The first one is the baseline - it’s the very best the world can perform at! You can even do #2 on your own as well: playing the game, hitting buttons, and interacting with major parts of the world (killing enemies, etc). Most of the optimizations are going to be at these first two layers - tuning them up such that the baseline, with just you, will pay dividends with other people added.
However, it’s critical that you have the max’d out layer as well. This comes by adding players, having multiple things happening at once. This not only gives you a good worst-case performance, but is also useful as a measuring stick for progress and regression tracking.

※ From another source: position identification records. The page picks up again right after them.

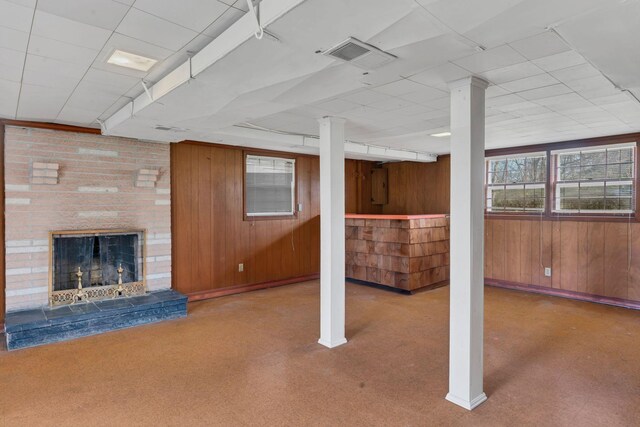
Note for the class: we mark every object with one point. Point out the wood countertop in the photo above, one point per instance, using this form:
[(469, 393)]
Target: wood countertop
[(373, 216)]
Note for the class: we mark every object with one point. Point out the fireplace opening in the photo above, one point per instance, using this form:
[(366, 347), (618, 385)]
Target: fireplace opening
[(96, 265)]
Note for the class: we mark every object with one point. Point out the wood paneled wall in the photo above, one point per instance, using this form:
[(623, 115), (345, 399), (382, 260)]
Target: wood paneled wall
[(418, 188), (358, 187), (597, 258), (210, 237), (593, 258), (2, 261)]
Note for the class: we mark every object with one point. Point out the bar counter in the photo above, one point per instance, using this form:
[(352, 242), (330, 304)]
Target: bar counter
[(407, 252)]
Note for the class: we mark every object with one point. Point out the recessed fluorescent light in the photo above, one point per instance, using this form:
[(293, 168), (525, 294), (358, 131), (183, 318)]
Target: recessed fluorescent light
[(131, 60)]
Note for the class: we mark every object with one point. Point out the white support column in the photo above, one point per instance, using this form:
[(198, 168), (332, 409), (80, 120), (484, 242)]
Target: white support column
[(332, 246), (467, 243)]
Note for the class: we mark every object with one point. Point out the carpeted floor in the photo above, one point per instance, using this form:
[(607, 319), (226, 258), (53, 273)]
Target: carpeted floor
[(252, 359)]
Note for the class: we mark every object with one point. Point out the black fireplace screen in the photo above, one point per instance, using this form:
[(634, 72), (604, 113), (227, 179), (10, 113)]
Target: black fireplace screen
[(98, 256)]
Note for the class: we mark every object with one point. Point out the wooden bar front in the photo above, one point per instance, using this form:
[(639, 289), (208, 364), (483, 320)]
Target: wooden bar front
[(408, 252)]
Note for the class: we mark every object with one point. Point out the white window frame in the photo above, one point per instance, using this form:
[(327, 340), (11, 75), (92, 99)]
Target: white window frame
[(593, 183), (491, 187), (289, 213)]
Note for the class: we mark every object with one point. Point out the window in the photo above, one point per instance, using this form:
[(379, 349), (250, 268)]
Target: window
[(516, 183), (269, 186), (595, 180)]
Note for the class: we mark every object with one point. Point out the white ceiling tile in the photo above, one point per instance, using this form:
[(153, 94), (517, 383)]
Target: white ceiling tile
[(576, 72), (337, 105), (15, 16), (364, 97), (493, 91), (40, 103), (26, 3), (491, 59), (230, 16), (9, 98), (14, 39), (75, 115), (193, 14), (512, 72), (46, 72), (499, 101), (105, 14), (425, 94), (563, 102), (238, 4), (54, 49), (545, 92), (399, 87), (151, 29), (11, 64), (68, 31), (413, 110), (93, 97), (538, 46), (593, 87), (559, 61), (528, 83), (439, 103), (112, 82), (391, 103), (440, 76), (49, 65), (610, 99), (121, 102), (129, 44)]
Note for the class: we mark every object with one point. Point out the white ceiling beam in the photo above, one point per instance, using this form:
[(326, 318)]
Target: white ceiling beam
[(241, 31), (351, 148)]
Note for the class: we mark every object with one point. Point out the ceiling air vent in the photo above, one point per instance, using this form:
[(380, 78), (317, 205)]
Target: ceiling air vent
[(170, 128), (360, 54)]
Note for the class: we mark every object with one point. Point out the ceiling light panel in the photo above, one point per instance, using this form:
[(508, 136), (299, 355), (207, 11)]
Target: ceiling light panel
[(131, 60)]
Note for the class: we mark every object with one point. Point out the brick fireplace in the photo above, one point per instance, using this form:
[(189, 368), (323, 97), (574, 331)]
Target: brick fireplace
[(76, 181)]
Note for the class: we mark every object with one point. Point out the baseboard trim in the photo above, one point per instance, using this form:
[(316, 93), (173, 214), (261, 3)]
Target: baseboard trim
[(579, 296), (330, 344), (466, 404), (214, 293)]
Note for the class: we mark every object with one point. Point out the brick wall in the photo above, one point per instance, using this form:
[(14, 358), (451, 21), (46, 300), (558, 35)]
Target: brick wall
[(90, 184)]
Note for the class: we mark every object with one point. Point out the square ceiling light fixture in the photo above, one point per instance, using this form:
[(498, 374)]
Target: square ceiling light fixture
[(131, 60), (360, 54)]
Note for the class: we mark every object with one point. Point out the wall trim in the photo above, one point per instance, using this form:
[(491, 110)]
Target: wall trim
[(579, 296), (214, 293), (3, 270)]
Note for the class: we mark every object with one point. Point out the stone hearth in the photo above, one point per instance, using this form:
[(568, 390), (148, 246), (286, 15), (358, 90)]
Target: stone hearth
[(29, 328)]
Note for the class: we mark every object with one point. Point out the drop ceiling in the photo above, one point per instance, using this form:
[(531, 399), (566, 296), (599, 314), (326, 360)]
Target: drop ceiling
[(559, 70)]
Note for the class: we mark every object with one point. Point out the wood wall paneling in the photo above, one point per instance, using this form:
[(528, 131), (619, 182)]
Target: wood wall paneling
[(595, 258), (418, 188), (210, 236), (2, 261)]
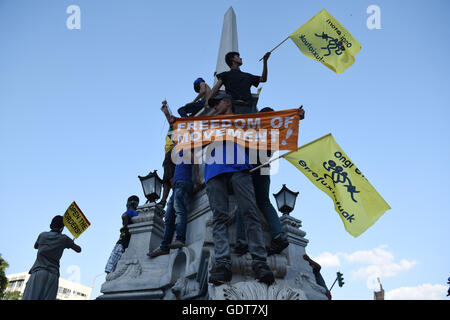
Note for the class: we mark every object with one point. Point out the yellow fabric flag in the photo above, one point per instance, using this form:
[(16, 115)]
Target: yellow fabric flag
[(327, 166), (324, 39), (75, 221)]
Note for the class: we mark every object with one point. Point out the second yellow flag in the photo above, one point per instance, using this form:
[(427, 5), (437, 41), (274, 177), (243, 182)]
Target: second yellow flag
[(327, 166)]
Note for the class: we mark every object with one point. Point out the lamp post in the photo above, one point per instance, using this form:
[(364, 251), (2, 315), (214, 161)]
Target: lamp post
[(151, 185), (285, 200)]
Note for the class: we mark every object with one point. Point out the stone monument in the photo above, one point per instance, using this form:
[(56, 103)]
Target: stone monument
[(183, 274)]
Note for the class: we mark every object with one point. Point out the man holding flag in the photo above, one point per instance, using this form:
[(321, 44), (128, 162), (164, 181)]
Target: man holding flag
[(44, 279)]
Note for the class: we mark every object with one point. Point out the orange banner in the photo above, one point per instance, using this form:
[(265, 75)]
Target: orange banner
[(277, 130)]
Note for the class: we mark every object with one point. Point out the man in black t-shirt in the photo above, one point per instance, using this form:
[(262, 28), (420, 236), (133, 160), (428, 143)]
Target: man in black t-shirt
[(238, 83)]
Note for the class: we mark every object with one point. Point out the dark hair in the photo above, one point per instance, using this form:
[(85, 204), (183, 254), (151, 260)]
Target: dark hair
[(197, 84), (57, 223), (229, 57), (266, 109)]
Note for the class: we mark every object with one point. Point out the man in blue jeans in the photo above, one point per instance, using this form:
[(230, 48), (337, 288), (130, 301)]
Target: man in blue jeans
[(175, 220), (224, 174), (261, 183)]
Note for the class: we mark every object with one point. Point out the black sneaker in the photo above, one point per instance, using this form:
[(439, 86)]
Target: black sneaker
[(263, 273), (278, 244), (158, 252), (161, 204), (176, 245), (241, 249), (219, 275)]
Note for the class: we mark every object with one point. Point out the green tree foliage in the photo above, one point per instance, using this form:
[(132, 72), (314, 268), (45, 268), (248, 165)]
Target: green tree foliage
[(3, 279)]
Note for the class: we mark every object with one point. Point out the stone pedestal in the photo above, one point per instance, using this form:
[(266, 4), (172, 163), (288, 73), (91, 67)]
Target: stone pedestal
[(183, 273)]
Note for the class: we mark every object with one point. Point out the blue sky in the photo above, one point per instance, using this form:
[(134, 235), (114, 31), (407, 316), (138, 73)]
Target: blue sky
[(80, 120)]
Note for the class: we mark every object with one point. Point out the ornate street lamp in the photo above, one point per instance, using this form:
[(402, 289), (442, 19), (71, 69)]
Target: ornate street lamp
[(151, 184), (285, 200)]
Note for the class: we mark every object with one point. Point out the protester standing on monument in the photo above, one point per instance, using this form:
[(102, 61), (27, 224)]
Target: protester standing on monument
[(191, 108), (124, 239), (238, 83), (261, 184), (44, 279), (175, 220), (168, 165), (219, 177)]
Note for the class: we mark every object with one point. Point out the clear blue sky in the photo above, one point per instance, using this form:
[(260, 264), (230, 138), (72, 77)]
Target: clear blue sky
[(80, 120)]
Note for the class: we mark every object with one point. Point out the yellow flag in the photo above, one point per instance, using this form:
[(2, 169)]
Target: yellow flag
[(324, 39), (75, 220), (327, 166)]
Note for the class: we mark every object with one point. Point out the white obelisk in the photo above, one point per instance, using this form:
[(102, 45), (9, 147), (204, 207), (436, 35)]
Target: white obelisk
[(228, 41)]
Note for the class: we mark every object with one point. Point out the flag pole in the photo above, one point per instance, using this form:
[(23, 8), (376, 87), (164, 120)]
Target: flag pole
[(277, 46)]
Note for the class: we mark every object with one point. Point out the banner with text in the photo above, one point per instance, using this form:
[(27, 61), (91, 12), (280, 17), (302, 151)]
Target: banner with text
[(277, 130), (328, 167), (75, 220)]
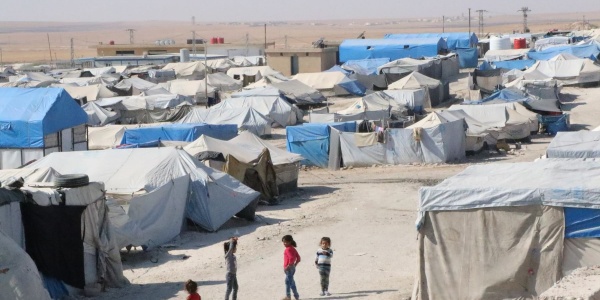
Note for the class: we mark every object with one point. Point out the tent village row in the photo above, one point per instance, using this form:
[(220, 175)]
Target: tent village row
[(124, 156)]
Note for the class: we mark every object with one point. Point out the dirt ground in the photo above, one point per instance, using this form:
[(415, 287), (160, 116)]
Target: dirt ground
[(369, 213)]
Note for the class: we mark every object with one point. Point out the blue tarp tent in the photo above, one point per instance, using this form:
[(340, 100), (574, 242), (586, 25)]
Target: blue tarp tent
[(311, 140), (467, 58), (507, 64), (454, 40), (178, 132), (390, 48), (582, 51), (365, 66), (29, 114)]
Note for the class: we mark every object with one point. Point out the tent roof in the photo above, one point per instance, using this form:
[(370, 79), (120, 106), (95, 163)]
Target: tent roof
[(29, 114)]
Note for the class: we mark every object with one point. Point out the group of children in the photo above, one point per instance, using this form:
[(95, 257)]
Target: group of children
[(291, 259)]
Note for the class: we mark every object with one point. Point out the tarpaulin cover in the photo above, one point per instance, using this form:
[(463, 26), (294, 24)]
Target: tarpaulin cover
[(365, 66), (312, 141), (178, 132), (29, 114), (581, 51), (582, 222), (390, 48), (454, 40), (467, 58)]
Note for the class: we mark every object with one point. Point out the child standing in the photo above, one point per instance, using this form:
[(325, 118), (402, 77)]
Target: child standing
[(323, 263), (231, 265), (291, 259), (192, 288)]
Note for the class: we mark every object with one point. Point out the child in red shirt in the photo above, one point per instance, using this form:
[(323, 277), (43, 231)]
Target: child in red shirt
[(291, 259), (192, 287)]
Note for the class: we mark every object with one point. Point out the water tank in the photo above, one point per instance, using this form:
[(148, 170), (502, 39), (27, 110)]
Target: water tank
[(184, 55), (497, 43), (520, 43)]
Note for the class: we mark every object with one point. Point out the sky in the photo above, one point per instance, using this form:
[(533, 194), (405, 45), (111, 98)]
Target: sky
[(269, 10)]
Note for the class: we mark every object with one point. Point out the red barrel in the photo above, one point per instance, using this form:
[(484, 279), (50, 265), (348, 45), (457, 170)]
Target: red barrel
[(520, 43)]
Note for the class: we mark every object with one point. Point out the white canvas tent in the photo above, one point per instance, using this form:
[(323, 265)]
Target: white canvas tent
[(246, 118), (159, 177)]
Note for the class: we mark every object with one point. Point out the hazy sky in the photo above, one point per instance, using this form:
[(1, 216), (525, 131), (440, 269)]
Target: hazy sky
[(268, 10)]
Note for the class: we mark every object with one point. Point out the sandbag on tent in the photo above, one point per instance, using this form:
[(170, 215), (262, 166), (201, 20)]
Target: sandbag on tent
[(246, 118), (580, 144), (213, 197), (21, 279)]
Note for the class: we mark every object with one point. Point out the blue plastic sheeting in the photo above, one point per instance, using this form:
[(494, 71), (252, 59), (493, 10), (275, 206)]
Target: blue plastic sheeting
[(353, 87), (390, 48), (467, 58), (454, 40), (582, 222), (337, 68), (507, 64), (178, 132), (365, 66), (582, 51), (311, 140), (29, 114)]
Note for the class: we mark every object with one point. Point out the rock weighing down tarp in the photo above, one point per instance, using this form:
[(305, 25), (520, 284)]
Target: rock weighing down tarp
[(159, 184)]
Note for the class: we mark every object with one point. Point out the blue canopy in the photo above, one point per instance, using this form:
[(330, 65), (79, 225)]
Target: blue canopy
[(582, 51), (390, 48), (454, 40), (311, 140), (467, 58), (29, 114), (365, 66), (178, 132)]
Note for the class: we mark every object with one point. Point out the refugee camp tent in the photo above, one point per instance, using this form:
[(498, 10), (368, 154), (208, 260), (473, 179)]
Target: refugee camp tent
[(454, 40), (312, 141), (579, 144), (33, 120), (177, 132), (98, 116), (21, 280), (246, 118), (331, 83), (158, 184), (392, 49), (444, 142), (438, 92), (513, 124), (275, 108), (247, 147), (538, 227)]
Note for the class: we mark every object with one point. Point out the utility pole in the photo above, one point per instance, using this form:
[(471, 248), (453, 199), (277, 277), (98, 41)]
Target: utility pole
[(130, 35), (470, 26), (49, 49), (525, 10), (194, 43), (481, 11)]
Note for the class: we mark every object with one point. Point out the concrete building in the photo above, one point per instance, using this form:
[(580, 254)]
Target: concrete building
[(291, 61), (230, 50)]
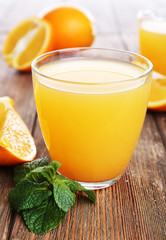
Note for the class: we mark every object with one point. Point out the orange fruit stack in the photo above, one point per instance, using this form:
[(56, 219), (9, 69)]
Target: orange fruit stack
[(62, 27), (16, 142), (29, 39), (72, 27)]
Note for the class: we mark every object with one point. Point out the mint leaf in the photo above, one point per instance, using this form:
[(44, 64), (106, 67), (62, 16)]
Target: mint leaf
[(64, 198), (42, 174), (44, 217), (42, 196), (75, 186), (28, 194), (21, 170)]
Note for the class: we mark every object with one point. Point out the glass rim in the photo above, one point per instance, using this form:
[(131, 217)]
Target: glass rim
[(34, 62)]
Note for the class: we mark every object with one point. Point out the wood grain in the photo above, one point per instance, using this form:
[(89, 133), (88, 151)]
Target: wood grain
[(133, 208)]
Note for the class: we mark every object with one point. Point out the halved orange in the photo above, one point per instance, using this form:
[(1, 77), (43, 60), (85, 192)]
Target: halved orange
[(16, 143), (157, 99), (29, 39)]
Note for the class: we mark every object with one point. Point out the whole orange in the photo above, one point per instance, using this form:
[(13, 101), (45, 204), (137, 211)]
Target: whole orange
[(72, 27)]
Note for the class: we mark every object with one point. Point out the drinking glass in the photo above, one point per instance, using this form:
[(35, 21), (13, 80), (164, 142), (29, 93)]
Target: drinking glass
[(152, 37), (91, 105)]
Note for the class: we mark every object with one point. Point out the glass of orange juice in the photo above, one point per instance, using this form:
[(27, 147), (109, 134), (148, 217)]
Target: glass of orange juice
[(91, 105), (152, 36)]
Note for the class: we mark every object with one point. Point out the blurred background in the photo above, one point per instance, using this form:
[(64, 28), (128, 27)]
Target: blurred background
[(110, 15)]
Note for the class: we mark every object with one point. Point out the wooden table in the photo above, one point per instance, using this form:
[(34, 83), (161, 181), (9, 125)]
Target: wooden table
[(133, 208)]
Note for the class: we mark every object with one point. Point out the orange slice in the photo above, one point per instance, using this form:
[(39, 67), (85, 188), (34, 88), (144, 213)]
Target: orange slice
[(157, 99), (16, 142), (29, 39)]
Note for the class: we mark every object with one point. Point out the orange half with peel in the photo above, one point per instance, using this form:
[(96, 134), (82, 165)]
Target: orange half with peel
[(16, 143), (157, 99), (29, 39)]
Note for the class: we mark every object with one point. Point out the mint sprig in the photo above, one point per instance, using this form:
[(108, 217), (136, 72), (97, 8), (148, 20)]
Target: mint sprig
[(42, 196)]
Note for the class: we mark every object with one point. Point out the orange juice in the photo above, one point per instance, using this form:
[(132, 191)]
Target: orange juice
[(152, 33), (90, 116)]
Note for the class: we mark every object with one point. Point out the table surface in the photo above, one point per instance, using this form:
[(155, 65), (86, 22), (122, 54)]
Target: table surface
[(134, 207)]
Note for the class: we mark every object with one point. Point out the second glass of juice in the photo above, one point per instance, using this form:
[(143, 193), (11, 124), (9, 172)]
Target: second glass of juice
[(152, 37), (91, 105)]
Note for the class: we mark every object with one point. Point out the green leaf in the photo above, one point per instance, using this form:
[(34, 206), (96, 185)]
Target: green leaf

Once you have a performance issue that you can reproduce, you can use profiling to investigate the problem and determine how to fix it.
Profiling a performance issue goes through a familiar set of steps:
- Make a base capture, illustrating the performance issue.
- Analyze the capture for hints about where it’s coming from (memory, GPU, CPU, etc).
- Add or remove features and make a new capture.
- Compare the two captures, see what changes, and repeat if necessary using other parts of the world.
- Decide on a potential fix for the performance issue, and implement the fix.
- Profile the fixed world and compare it to your base capture to see if you have fixed the issue.